Far from all complaints by the zealous defenders of religious feelings evoked the desired response. Moreover, in a number of cases the bureaucrats responsible for staging cultural events that provoked indignation clearly articulated a position contrary to that of the warriors against ‘blasphemy’. Take, for example, Archpriest Evgeny Sokolov, head of the missionary department of Arkhangelsk eparchy, who was disturbed by the ‘Line of Love: eroticism in the works of the great masters of the twentieth century’, an exhibition which opened in the town’s Museum of fine arts on the first day of Lent, and threatened its organizers with ‘severe punishment’ at the Last Judgement. The region’s Minister for Culture, Veronica Yanichek, reminded him of the constitutional right to access cultural treasures and the exhibition continued.

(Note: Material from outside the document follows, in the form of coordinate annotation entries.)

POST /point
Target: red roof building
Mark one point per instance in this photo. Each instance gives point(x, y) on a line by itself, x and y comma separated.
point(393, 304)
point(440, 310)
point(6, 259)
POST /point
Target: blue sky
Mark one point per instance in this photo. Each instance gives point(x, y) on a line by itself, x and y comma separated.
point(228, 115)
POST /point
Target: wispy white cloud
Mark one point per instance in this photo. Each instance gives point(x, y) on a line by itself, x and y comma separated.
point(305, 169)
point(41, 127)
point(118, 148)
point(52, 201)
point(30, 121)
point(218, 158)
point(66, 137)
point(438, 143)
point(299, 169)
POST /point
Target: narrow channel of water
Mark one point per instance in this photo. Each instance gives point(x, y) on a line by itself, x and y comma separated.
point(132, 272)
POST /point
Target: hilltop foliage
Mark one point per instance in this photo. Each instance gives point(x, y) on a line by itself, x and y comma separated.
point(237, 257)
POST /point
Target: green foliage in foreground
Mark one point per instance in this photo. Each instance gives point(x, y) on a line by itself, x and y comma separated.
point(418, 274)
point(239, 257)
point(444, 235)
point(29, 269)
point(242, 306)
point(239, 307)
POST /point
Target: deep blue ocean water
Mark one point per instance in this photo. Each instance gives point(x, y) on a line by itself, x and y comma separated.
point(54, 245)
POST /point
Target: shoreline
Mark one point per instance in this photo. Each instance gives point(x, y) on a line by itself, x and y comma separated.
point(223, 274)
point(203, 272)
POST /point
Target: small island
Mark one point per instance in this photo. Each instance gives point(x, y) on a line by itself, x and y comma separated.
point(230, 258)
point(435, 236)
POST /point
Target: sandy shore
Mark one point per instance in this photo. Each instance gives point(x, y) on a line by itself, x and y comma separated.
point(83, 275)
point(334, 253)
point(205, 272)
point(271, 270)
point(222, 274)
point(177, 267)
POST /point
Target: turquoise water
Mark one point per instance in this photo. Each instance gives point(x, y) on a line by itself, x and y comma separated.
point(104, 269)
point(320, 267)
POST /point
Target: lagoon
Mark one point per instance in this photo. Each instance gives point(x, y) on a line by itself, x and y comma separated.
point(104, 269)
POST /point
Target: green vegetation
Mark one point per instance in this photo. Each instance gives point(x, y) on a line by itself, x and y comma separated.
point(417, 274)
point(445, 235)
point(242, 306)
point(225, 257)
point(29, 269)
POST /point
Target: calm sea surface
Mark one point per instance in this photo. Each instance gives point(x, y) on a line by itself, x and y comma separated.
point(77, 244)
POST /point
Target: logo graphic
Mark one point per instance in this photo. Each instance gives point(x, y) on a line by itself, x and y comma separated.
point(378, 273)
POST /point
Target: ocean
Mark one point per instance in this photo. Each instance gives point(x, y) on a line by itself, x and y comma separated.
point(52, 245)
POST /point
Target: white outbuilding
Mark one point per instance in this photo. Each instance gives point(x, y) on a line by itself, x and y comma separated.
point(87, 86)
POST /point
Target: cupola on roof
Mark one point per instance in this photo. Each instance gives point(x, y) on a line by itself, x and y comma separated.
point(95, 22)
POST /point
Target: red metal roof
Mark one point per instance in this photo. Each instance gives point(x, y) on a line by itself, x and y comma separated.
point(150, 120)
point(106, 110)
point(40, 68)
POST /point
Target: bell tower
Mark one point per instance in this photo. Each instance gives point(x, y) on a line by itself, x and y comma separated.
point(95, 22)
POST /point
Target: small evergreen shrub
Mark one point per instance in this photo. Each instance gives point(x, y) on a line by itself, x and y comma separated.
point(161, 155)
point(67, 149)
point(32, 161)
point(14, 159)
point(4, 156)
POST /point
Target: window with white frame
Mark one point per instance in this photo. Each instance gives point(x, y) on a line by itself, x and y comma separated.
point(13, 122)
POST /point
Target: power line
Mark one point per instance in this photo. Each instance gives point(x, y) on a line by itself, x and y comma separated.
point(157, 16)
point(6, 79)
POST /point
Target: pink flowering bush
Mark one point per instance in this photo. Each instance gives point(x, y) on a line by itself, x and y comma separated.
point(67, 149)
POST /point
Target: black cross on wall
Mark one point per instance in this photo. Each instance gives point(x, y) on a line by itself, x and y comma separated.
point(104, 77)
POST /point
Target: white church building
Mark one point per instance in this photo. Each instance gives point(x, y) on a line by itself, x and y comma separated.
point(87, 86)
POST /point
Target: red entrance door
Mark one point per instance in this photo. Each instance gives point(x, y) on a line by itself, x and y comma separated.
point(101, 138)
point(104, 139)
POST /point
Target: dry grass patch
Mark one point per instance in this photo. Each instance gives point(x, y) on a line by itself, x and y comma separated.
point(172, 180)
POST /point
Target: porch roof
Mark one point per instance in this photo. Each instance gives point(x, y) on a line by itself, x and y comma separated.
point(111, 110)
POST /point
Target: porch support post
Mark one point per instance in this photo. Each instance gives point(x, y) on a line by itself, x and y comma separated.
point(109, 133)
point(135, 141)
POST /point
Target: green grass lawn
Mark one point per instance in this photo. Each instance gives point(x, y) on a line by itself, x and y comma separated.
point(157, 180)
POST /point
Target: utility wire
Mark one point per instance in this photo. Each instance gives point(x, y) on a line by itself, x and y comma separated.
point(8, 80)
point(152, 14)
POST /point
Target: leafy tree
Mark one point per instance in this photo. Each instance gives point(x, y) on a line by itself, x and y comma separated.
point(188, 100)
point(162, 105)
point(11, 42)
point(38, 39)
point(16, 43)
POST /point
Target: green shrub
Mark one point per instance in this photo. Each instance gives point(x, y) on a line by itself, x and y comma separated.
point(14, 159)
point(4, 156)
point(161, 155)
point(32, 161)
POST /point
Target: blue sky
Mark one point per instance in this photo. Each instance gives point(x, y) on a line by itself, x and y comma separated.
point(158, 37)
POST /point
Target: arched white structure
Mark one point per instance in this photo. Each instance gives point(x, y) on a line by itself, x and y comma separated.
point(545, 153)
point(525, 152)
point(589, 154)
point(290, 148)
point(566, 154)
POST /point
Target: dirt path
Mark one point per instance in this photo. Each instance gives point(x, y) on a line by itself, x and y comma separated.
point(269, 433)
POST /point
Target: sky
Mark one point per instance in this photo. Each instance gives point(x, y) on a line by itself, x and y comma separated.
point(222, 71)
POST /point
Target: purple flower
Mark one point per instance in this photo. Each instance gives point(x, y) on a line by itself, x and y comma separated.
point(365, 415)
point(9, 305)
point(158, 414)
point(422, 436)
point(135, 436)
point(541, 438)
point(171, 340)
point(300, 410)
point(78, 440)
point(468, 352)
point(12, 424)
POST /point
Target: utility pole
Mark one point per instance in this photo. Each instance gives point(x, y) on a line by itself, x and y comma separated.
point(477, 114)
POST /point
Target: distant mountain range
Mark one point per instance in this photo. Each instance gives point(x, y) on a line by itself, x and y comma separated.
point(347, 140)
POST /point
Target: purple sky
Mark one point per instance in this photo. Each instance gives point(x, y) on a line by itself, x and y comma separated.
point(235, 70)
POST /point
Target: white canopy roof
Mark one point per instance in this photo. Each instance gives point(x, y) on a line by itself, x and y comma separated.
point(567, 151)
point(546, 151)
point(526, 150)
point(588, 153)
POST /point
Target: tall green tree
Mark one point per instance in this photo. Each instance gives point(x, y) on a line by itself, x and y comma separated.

Anatoly Lokot, the mayor of Novosibirsk, despite demands by groups of Orthodox activists, refused to cancel the first of May ‘Monstration’ (Monstratsiia [literally ‘monstrance’, but a play on the word ‘demonstration’]). ‘Our aim is to ensure that all – in accordance with the Constitution – are treated equally’ declared the Mayor.

We note that it was not only bureaucrats who attempted to oppose the defenders of religious rights, but also civil society representatives. In Novosibirsk, where – the Tannhäuser saga aside – Orthodox activists have disrupted concerts and performances more than once, some individuals have organized one person pickets calling for the authorities to stop supporting Yury Zadoia. Zadoia, chair of the Novosibirsk branch of the People’s Assembly, an Orthodox grassroots movement, has more than once organized actions to defend the feelings of believers.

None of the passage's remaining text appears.